Generally, the public has become much more aware of the presence of security staff. For example, many consumers will have become very conscious of staff managing queues outside supermarkets and, more recently, shops that have newly re-opened. With limits on how many people can safely enter a premises, security staff have been taking more visible, front-line roles outside even relatively small convenience stores.
Much the same is true of public spaces. April and May brought some spectacularly good weather to many parts of Britain and, unsurprisingly, many people took advantage of this. Ignoring signs and public health advice, countless numbers descended on popular tourist spots, compelling public authorities and private sector interest to hire additional security staff.
In a May 2020 article, The Daily Mail reported that seaside spots were receiving thousands of visitors despite the absence of any public toilets and, as a result, people were urinating in the dunes, in local people’s gardens and on private land. Drivers were also parking illegally and often so closely together that proper social distancing became impossible. In some cases, private security staff were being hired by communities, local councils and holiday parks in an effort to manage these and other associated problems.

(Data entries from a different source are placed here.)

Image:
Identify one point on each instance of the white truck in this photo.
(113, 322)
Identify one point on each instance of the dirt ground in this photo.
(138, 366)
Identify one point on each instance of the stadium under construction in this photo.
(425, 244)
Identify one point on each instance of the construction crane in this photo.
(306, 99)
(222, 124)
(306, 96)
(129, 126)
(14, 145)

Also in May, the UK Government published new guidance (as a downloadable PDF) for “the owners and operators of public spaces”, giving “information and examples of measures that may be undertaken to adapt and manage public spaces in order to help social distancing.” The document discusses layout changes to public spaces to make distancing more feasible and offers advice on some important planning issues to consider. This includes an enhanced role for security staff and advisers.
In particular, it emphasises the importance of organised queues and notes (section 6.3 ‘Additional security and enforcement considerations’) that “A revised layout may present new security risks, particularly where multiple queues are created. Owners and operators of public places are advised to consider the security implications of temporary interventions to support social distancing.”

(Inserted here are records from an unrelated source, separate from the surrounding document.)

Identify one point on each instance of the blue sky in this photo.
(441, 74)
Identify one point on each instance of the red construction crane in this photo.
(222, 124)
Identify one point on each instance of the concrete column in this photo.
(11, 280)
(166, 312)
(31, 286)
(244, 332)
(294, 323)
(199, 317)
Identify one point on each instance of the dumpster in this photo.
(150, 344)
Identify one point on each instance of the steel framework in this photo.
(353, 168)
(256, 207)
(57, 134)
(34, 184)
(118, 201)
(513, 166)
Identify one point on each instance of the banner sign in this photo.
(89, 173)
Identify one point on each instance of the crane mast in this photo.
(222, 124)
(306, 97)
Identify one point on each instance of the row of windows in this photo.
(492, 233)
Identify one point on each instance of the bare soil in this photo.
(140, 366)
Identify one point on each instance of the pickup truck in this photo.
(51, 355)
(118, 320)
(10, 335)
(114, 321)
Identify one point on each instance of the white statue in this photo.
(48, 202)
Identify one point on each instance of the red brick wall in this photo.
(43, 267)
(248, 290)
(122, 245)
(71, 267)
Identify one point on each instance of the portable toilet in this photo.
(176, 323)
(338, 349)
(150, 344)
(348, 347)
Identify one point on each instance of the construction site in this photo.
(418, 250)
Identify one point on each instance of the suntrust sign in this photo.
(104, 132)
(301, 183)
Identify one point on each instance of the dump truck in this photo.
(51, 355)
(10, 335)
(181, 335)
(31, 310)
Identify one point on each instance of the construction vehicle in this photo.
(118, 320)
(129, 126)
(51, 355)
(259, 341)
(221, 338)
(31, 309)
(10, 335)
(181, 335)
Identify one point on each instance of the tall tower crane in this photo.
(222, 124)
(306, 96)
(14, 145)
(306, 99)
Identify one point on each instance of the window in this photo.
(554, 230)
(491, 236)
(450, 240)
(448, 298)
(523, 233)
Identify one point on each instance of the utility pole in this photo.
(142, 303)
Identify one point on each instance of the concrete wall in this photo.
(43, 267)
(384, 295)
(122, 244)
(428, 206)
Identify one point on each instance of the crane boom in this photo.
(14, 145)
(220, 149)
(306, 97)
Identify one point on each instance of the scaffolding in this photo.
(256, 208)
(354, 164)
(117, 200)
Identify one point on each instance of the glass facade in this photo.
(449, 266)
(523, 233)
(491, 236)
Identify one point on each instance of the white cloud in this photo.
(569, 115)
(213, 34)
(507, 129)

The new football season is also driving the trend towards more visible security roles. On 10th June, for example, The Scottish Sun newspaper looked at new security and infection control arrangements around Celtic FC’s stadium and training grounds. It reported that the team “is scheduled to undergo Covid-19 testing ahead of Thursday’s training start, and Hoops chiefs have hired an external security firm to ensure all protocols are followed to the letter… Players are banned from entering the building and security guards are expected to patrol the perimeter to ensure maximum privacy.”

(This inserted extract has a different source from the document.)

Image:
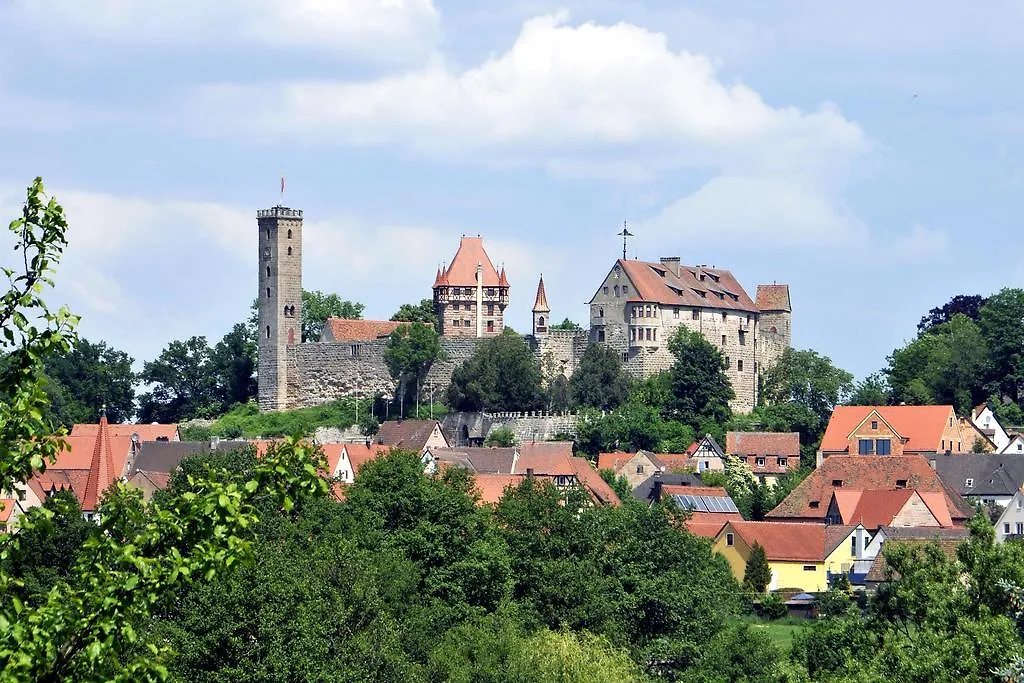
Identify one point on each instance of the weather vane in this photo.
(625, 233)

The coronavirus outbreak has given rise to many changes but, of course, the private security sector has actually been developing for a very long time now – certainly not just since Covid-19 became a household name. Gradually, security staff have been taking on ever-more public roles. Back in December 2019, Professional Security magazine wrote about a “profound change in British public space policing, whereby private security has been hired to patrol high streets.” It notes that “such partnering between public and private police has been going on quietly (and successfully) for years.”
Looking ahead, it seems likely that security service professionals will play an increasingly visible role in everyday life. The fatal stabbings in Reading on 20th June emphasised that Covid-19 is not the only risk to people who share public spaces. The event will undoubtedly lend some urgency to the UK government’s plans, announced in February 2020 to “introduce a law which will require owners and operators of public spaces and venues to put in place measures to keep the public safe from a terrorist attack.”
The proposed new regulation is only at the consultation stage. However, UK government notes that it “would require venue operators to consider the risk of a terrorist attack and take proportionate and reasonable measures to prepare for and protect the public from such an attack. This could include increased physical security, having training in place, incident response plans and exercises for staff on what to do during an attack.”
In short, there is growing awareness that public spaces need to be more actively protected and managed. A combination of public consciousness and regulation should see rising demand for more prominent security roles: patrols, door staff and skilled trainers who can advise property owners about the best ways of managing their risks.